Hugh Jackman: Tutti i genitori capiscono la sensazione di essere terrorizzato da quello che si deve fare per i propri figli. Io avrei voluto che, a suo tempo, qualcuno mi avesse detto: «non prenderai sempre la decisione giusta, non fai sempre le cose giuste e va bene così». Il genitore è quel ruolo che in qualche modo ci fa accettare la nostra vulnerabilità. Ecco, non ho un collegamento diretto con la storia, ma credo che queste siano decisioni che tutti noi genitori dobbiamo prendere.
Laura Dern: Vorrei solo aggiungere che sono molto grata per il modo in cui questa storia è stata realizzata. Siamo usciti dalla pandemia, tutti sappiamo che questa crisi ha portato ad una crisi della salute mentale che colpisce bambini e adulti in tutto il mondo. I numeri sono veramente scioccanti. Per quanto mi riguarda credo che una delle parti più dolorose del viaggio riguardi la scoperta che anche quando ci sentiamo impotenti, quando ci sentiamo soli e proviamo vergogna, possiamo rivolgerci a così tante persone che hanno già affrontato queste cose e che forse ci possono dare delle delle idee perché si basano su quello che loro hanno passato. E quindi in qualche modo vogliamo sentire la comunità. La decisione presa può essere devastante e quindi tutti noi vorremmo sentire di far parte di una comunità.
Zen McGrath: La scena in cui dico di non abbandonarmi mi riporta un po’ alla mia infanzia. Lui ha un’idea di quello che vorrebbe dalla sua famiglia e ha tutto a che vedere con l’istinto di voler stare con i propri genitori per il senso di sicurezza che ci danno.
The Father aveva delle note autobiografiche.
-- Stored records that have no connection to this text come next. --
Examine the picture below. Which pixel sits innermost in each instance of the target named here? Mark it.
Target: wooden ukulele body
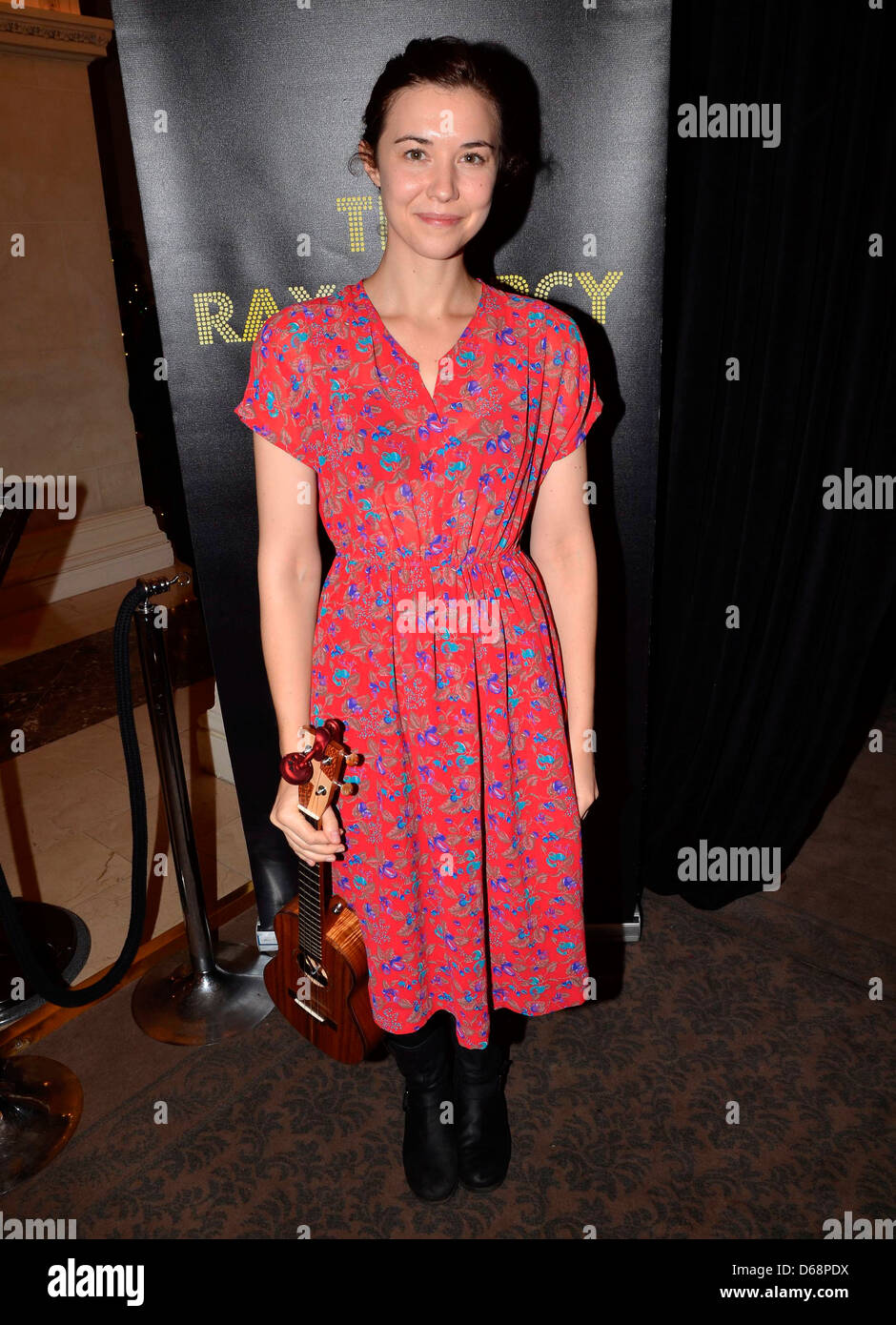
(343, 1027)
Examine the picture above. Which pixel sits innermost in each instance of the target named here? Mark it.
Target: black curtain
(752, 730)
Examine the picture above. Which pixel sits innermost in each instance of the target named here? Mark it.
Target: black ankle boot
(481, 1116)
(428, 1152)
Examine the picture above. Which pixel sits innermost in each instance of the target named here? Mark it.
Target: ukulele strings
(311, 906)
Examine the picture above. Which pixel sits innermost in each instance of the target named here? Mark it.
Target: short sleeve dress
(435, 644)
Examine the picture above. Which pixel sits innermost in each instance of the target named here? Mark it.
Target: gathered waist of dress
(433, 561)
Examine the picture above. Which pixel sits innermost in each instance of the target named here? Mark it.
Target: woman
(431, 411)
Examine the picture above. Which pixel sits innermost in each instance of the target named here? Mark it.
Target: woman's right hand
(311, 845)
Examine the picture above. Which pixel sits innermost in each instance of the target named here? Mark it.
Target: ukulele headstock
(329, 762)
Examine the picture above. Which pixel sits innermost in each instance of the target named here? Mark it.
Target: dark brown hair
(451, 63)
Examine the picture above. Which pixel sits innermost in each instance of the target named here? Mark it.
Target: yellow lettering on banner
(550, 282)
(598, 293)
(516, 282)
(299, 295)
(209, 322)
(263, 304)
(354, 207)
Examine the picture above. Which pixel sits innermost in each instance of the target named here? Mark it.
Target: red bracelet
(295, 767)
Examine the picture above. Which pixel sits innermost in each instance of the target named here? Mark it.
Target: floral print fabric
(437, 645)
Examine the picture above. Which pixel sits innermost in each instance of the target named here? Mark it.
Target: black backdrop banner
(771, 265)
(244, 117)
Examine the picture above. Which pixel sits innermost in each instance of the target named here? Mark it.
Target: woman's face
(438, 158)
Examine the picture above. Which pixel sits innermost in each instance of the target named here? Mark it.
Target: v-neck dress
(437, 645)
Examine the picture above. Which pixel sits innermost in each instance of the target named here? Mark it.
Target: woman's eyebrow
(415, 138)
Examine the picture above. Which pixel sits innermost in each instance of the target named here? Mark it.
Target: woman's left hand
(586, 785)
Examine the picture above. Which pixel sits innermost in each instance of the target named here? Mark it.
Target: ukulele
(318, 978)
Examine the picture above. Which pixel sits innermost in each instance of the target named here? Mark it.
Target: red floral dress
(437, 645)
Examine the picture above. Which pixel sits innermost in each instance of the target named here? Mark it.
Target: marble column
(63, 371)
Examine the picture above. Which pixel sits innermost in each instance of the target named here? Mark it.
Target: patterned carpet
(620, 1110)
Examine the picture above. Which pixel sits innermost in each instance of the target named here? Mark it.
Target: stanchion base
(176, 1006)
(40, 1108)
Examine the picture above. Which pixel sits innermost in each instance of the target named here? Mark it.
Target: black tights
(415, 1038)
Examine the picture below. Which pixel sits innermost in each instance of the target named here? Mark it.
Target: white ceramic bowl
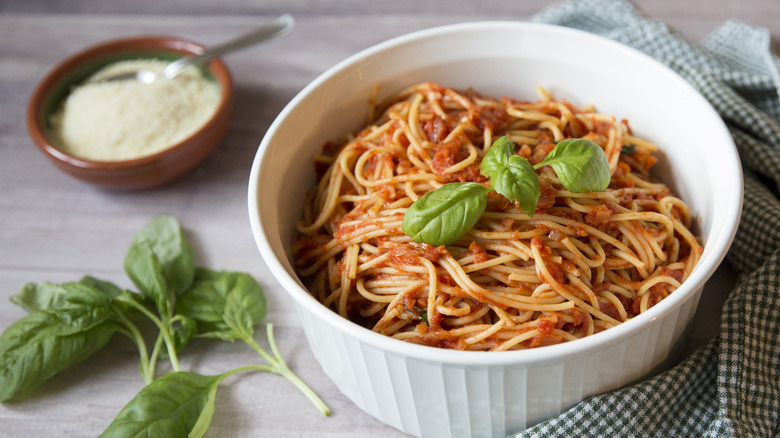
(432, 392)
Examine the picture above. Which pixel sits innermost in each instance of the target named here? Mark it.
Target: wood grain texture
(53, 228)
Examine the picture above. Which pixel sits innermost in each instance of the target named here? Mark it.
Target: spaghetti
(583, 263)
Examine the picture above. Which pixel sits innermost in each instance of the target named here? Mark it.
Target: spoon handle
(279, 26)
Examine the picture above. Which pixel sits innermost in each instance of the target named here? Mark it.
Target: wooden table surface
(54, 228)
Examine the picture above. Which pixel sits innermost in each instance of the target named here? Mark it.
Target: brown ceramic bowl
(139, 173)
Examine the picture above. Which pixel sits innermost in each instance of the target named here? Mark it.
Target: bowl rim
(704, 270)
(103, 50)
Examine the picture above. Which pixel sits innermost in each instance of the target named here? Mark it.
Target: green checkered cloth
(731, 386)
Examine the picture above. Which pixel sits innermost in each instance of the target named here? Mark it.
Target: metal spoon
(278, 27)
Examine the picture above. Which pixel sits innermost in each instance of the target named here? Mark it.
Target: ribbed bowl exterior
(433, 399)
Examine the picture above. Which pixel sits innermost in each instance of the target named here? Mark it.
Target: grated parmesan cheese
(113, 121)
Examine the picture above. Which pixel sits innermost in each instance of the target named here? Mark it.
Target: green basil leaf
(145, 270)
(518, 182)
(106, 287)
(183, 330)
(179, 404)
(78, 305)
(160, 262)
(497, 157)
(40, 345)
(580, 164)
(441, 216)
(226, 305)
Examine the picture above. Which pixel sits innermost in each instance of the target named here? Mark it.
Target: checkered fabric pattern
(731, 386)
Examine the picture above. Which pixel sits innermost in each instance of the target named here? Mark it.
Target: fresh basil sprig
(69, 322)
(443, 215)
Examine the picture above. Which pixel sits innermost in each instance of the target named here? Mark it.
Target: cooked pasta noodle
(583, 263)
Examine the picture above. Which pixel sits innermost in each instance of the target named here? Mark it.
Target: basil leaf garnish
(41, 344)
(225, 305)
(580, 164)
(160, 263)
(518, 182)
(176, 404)
(497, 157)
(441, 216)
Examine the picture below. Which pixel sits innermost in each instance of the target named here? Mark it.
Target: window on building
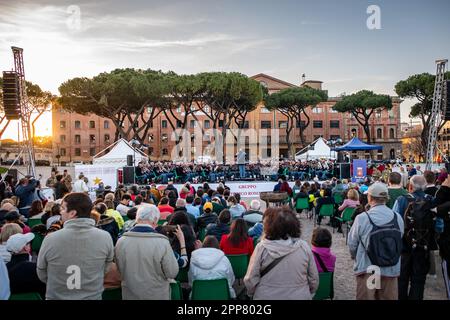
(392, 133)
(334, 124)
(378, 114)
(379, 133)
(317, 123)
(282, 124)
(266, 124)
(301, 124)
(317, 109)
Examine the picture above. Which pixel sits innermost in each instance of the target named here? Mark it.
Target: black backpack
(419, 222)
(385, 243)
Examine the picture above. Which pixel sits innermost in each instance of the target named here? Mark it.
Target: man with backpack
(375, 241)
(418, 240)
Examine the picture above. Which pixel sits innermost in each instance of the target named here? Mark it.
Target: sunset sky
(326, 40)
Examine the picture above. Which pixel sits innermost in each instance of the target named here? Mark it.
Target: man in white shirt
(80, 185)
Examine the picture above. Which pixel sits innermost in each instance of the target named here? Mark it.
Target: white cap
(18, 241)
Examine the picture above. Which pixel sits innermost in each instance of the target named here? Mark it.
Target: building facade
(78, 137)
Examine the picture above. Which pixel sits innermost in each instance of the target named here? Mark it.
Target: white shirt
(80, 186)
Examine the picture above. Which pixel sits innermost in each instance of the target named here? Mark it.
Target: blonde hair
(8, 230)
(352, 194)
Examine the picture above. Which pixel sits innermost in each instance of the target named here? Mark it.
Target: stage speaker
(128, 175)
(447, 102)
(11, 95)
(345, 171)
(130, 160)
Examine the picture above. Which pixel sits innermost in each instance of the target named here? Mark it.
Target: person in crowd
(207, 217)
(254, 215)
(124, 204)
(60, 187)
(395, 188)
(7, 231)
(113, 213)
(145, 278)
(5, 290)
(321, 248)
(190, 206)
(25, 193)
(14, 217)
(358, 242)
(209, 263)
(93, 247)
(326, 199)
(237, 241)
(131, 214)
(36, 210)
(293, 274)
(21, 271)
(80, 185)
(416, 245)
(430, 178)
(164, 208)
(221, 227)
(235, 208)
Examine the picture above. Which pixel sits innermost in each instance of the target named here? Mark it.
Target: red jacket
(245, 247)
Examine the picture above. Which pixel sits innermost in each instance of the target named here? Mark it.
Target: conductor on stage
(240, 157)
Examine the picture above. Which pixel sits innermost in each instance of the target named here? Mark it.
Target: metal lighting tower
(436, 111)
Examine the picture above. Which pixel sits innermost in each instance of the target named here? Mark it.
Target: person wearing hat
(358, 241)
(207, 217)
(21, 271)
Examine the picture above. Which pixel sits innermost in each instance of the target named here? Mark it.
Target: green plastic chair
(345, 219)
(239, 263)
(112, 294)
(175, 291)
(338, 198)
(326, 287)
(37, 242)
(210, 290)
(301, 204)
(33, 222)
(326, 210)
(182, 275)
(25, 296)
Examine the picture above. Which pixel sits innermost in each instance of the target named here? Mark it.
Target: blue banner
(359, 170)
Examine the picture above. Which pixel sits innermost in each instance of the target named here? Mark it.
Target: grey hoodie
(295, 277)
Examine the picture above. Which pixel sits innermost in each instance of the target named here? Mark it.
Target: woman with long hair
(237, 241)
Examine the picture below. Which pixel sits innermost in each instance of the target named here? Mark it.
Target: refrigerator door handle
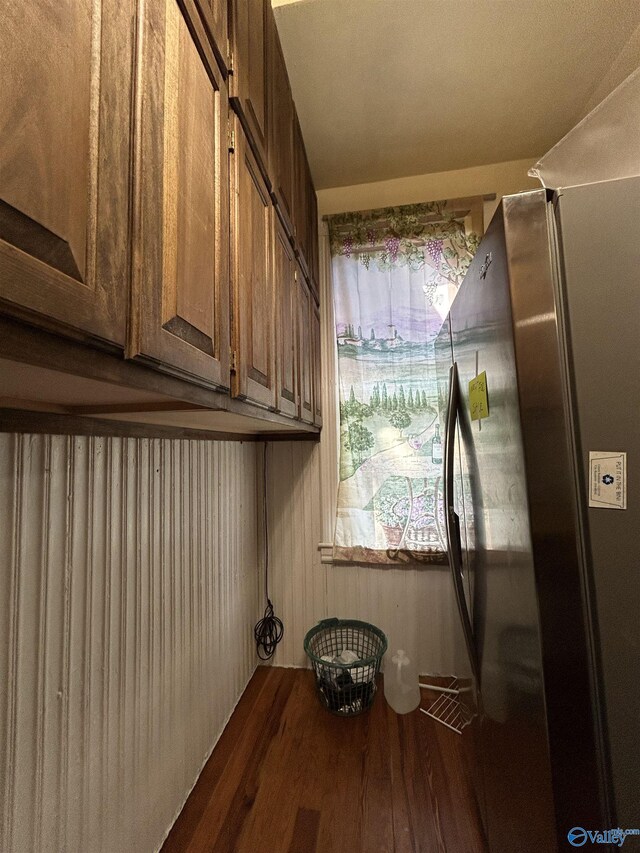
(452, 520)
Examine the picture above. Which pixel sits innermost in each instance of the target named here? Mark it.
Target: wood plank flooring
(289, 777)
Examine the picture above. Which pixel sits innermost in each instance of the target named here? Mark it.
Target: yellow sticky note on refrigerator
(478, 402)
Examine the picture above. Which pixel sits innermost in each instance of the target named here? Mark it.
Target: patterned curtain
(395, 273)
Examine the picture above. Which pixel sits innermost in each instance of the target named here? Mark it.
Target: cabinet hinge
(229, 57)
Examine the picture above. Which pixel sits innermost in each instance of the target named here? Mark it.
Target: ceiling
(391, 88)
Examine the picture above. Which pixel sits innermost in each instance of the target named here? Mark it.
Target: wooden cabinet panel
(316, 365)
(64, 172)
(181, 275)
(300, 195)
(305, 350)
(286, 328)
(254, 306)
(215, 15)
(281, 113)
(251, 24)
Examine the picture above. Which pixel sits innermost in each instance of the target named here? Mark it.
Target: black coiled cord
(268, 633)
(269, 630)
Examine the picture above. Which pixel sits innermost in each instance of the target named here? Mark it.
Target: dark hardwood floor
(289, 777)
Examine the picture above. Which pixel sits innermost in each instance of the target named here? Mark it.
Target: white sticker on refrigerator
(607, 479)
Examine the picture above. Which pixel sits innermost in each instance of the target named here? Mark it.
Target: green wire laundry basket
(346, 656)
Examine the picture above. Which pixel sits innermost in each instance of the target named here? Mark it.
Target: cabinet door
(300, 195)
(254, 307)
(316, 364)
(181, 276)
(64, 171)
(281, 128)
(313, 239)
(252, 22)
(286, 307)
(305, 350)
(215, 16)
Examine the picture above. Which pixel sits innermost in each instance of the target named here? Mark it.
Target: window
(395, 272)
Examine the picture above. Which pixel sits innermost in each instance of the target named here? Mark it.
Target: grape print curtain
(395, 272)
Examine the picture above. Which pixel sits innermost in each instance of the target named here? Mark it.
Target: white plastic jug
(401, 688)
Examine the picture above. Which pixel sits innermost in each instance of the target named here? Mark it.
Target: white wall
(414, 607)
(129, 587)
(499, 178)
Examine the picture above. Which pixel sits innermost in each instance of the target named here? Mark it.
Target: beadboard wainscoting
(129, 587)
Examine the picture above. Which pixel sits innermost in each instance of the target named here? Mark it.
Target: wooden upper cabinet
(305, 350)
(300, 195)
(305, 211)
(281, 112)
(180, 317)
(286, 323)
(313, 238)
(215, 15)
(251, 24)
(316, 365)
(64, 163)
(254, 376)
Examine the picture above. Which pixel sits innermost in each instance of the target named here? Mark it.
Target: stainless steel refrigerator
(543, 512)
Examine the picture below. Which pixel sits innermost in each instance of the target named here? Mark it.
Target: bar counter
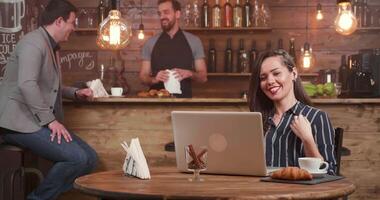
(105, 122)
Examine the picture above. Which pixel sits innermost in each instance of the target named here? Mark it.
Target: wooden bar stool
(17, 171)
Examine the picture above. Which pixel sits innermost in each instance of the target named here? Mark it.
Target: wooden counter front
(106, 122)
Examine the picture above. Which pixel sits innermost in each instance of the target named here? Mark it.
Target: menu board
(76, 61)
(17, 18)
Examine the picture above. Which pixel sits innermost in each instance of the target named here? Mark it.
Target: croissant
(292, 173)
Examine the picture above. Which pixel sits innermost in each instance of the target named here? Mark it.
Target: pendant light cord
(307, 21)
(140, 11)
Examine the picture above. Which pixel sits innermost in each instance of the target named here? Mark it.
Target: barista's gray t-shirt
(179, 51)
(194, 42)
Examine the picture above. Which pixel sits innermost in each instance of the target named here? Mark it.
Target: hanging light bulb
(307, 56)
(346, 22)
(319, 12)
(141, 35)
(114, 32)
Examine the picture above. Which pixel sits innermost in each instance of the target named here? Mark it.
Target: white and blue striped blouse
(283, 147)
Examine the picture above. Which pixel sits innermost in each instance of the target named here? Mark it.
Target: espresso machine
(364, 74)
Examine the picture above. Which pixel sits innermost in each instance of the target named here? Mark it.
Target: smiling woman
(293, 129)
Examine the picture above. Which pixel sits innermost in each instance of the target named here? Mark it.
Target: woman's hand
(302, 128)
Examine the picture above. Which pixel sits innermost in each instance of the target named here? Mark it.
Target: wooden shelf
(367, 29)
(229, 29)
(249, 74)
(229, 74)
(86, 30)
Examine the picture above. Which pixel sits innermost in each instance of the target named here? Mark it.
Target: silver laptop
(234, 139)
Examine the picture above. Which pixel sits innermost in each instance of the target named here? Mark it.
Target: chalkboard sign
(77, 61)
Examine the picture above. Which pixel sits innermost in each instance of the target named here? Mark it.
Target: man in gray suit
(31, 102)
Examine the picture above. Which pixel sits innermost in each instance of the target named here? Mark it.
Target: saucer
(318, 174)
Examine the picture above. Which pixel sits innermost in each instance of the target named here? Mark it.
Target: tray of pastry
(153, 93)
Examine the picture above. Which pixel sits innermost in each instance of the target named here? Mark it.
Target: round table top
(168, 183)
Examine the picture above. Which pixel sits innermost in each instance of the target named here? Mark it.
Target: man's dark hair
(175, 4)
(56, 9)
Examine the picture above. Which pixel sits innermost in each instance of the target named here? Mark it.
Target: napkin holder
(135, 163)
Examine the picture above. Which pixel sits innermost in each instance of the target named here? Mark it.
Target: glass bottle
(211, 56)
(256, 14)
(196, 14)
(355, 10)
(268, 46)
(343, 75)
(228, 57)
(292, 50)
(101, 12)
(216, 15)
(265, 15)
(187, 16)
(280, 44)
(364, 15)
(205, 19)
(238, 14)
(227, 14)
(253, 55)
(242, 56)
(247, 13)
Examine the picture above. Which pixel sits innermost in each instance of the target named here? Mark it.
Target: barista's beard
(168, 26)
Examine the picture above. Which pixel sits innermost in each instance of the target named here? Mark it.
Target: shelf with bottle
(218, 74)
(86, 30)
(237, 29)
(368, 29)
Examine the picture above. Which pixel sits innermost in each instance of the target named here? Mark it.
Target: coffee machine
(364, 74)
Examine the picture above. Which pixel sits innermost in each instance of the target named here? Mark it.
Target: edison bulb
(319, 12)
(114, 32)
(345, 22)
(141, 35)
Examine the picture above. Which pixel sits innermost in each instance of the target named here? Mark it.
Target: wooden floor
(104, 126)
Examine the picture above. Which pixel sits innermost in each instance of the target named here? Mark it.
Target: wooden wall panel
(288, 20)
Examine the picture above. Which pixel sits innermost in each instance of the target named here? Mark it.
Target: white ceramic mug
(313, 165)
(116, 91)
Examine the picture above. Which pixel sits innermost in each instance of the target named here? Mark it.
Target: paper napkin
(97, 88)
(172, 84)
(135, 163)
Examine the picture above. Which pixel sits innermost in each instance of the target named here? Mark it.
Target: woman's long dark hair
(257, 100)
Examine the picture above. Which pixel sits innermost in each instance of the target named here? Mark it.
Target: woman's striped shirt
(283, 147)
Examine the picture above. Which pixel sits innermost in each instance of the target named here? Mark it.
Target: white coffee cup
(313, 165)
(116, 91)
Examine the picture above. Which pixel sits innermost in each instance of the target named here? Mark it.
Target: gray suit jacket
(31, 92)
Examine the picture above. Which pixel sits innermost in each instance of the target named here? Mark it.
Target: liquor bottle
(280, 44)
(343, 75)
(360, 12)
(196, 14)
(253, 55)
(227, 14)
(256, 14)
(228, 57)
(292, 50)
(242, 58)
(247, 13)
(355, 10)
(268, 46)
(211, 57)
(205, 18)
(216, 15)
(238, 14)
(101, 12)
(364, 15)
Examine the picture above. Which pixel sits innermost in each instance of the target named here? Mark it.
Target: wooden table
(168, 183)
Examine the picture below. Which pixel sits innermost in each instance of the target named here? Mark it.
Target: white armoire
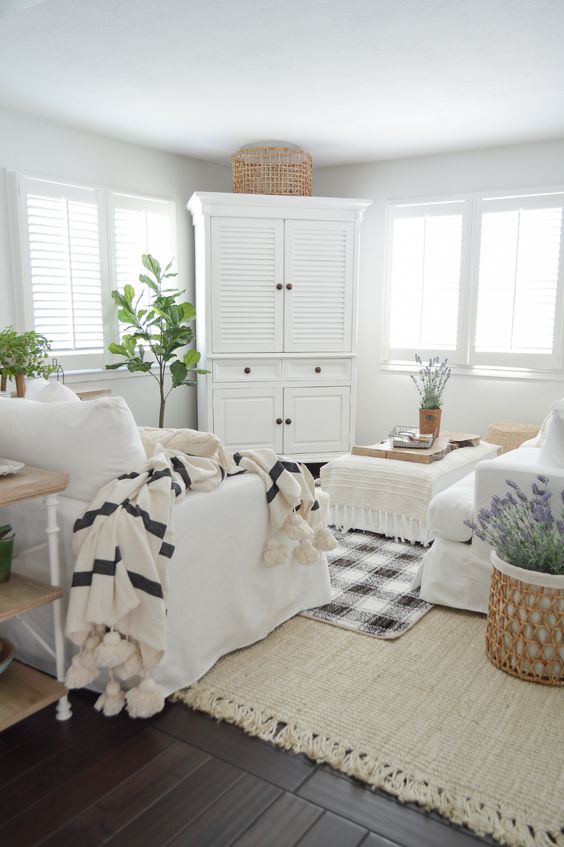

Perché ha voluto concentrarsi sulla salute mentale e in particolare sui giovani in questa opera?
Florian Zeller: Io ho scritto questa quest’opera diversi anni fa, credo sia la storia più importante che abbia mai raccontato, probabilmente perché in qualche modo è molto personale, non per quanto riguarda i personaggi o le situazioni ma per quanto riguarda le emozioni che sono presenti nelle famiglie. Non volevo però fare un film per poter condividere le mie emozioni, perché non è sufficiente parlare di noi stessi. In teatro ho visto una risposta molto positiva da parte degli spettatori e dopo gli spettacoli molto spesso le persone si avvicinano a noi per raccontare la propria storia. Mi sono reso conto che c’erano così tante persone che affrontano questo tipo di problema. Ecco che è diventata una questione più urgente e necessaria fare questo film. Ho voluto aprire il dibattito perché è importante sentirsi a proprio agio.
In The Father l’appartamento ricopriva un ruolo fondamentale e durante la visione di The Son ho avuto come la sensazione che gli appartamenti fossero come filtrati dalla visione di Nicholas. E quindi mi chiedevo, provenendo da una pièce teatrale, come si gestisse la scenografia, poi riportandola all’interno della pellicola.
Florian Zeller: In The Father utilizzo la scena per raccontare la storia, era un modo per portare lo spettatore in una posizione specifica, per poter capire che cosa significasse perdere il punto di riferimento e quindi entrare nel cervello del personaggio indossando. In The Son, il mio desiderio era quello di raccontare una storia in modo molto diverso, ecco perché è molto più lineare e diretto. È un modo per riflettere quello che volevo ottenere, cioè andare dritti sull’argomento, affrontarlo e raccontare la storia da fuori dal punto di vista del padre e della madre. Dal punto di vista delle persone che circondano questo giovane adolescente. Cercare di entrare nel suo cervello senza riuscire a farlo. E quindi non è solamente una questione di scenografia. In The Father era un’esperienza molto soggettiva. Qui invece volevo che ci fosse più obiettività, che fosse una storia più lineare e quindi la scenografia riflette tutto questo ed è più realistica.